The most common way for cable cooling is by means of forced circulation (pumping) of sub-cooled liquid nitrogen. In order for the cable to remain in superconducting state it is extremely important that the cooling media has an homogeneous density and flow in order to dissipate heat from the cable (thermal losses and heat generated by the so called AC losses). Therefore the liquid nitrogen is not allowed to boil and create “bubbles”.

This is achieved by subcooling the liquid nitrogen that flows through the cable by bringing the liquid below its saturation temperature by increasing the pressure. The liquid nitrogen can now absorb the generated heat without boiling. Typically these systems operate in a temperature range of 66-72K (since this is the temperature range where the superconductor has it best characteristics). Sub-cooling pressures vary from 3-20 barg.

Stirling Forced Flow System
The Stirling Forced Flow Cooling systems are specifically designed for this type of use: liquid nitrogen is subcooled (by pressurizing) and forced flowed (pumped) through the power cable in a closed loop by means of a cryogenic pump. The heat of the cable increases the temperature of the liquid. This energy is dissipated either in a second bath of (boiling) liquid nitrogen on which the Stirling SPC cryogenerators cool away the released energy (1), or directly on the cold head of the Stirling SPC Cryogenerator. Option 1 is shown in below schematic (the heat exchanger on the left represents the power cable).
 

 
Although cooling of the cable may appears simple, in reality it is a rather complex system. First, an important number of components are not shown in the basic schematic (T & P transmitters, cryogenic valves, control units, safety valves etc). Since reliability is a major concern most of them require redundancy, what needs to be integrated cryogenically.

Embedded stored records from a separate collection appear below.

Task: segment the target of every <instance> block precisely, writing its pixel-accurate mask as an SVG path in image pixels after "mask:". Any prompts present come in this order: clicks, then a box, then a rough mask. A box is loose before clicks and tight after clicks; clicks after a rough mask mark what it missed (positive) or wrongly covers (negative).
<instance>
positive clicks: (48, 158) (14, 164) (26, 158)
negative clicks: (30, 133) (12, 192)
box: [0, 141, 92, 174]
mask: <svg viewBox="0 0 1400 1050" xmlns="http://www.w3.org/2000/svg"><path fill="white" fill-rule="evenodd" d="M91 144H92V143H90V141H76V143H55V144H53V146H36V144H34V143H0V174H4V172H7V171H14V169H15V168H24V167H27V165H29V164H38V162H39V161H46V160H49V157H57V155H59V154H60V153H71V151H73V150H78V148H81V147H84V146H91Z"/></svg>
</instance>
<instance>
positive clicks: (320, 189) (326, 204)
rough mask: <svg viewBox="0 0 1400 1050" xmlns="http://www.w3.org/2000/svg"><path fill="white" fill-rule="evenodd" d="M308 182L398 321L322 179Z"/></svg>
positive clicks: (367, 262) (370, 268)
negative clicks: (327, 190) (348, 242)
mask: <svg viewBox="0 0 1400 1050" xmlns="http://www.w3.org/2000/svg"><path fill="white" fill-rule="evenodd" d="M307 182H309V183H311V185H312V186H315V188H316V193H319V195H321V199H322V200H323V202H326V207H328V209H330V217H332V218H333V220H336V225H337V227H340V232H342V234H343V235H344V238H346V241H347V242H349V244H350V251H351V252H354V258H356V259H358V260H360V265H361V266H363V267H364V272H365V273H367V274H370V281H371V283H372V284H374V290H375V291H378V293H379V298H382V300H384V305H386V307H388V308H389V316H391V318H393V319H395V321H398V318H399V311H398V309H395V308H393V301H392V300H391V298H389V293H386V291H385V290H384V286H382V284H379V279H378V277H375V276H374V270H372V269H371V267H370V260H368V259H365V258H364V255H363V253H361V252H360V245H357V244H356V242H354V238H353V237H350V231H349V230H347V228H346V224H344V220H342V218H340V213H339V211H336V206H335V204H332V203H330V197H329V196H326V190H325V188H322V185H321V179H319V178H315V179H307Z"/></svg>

Additionally a “thermodynamic – economical” equilibrium must be determined. The number of coolers that can be connected to this system is unlimited in theory. Each component which will be integrated/added will come at a “thermal” cost: it adds to the total heat in-leak of the system. 
Last but not least, the temperature difference over the cable allowed by its designer (which determines the flow rate of the LN₂), in combination with the diameters of the piping and cable cryostat, can result in pump and friction losses forming an additional heat load for the system.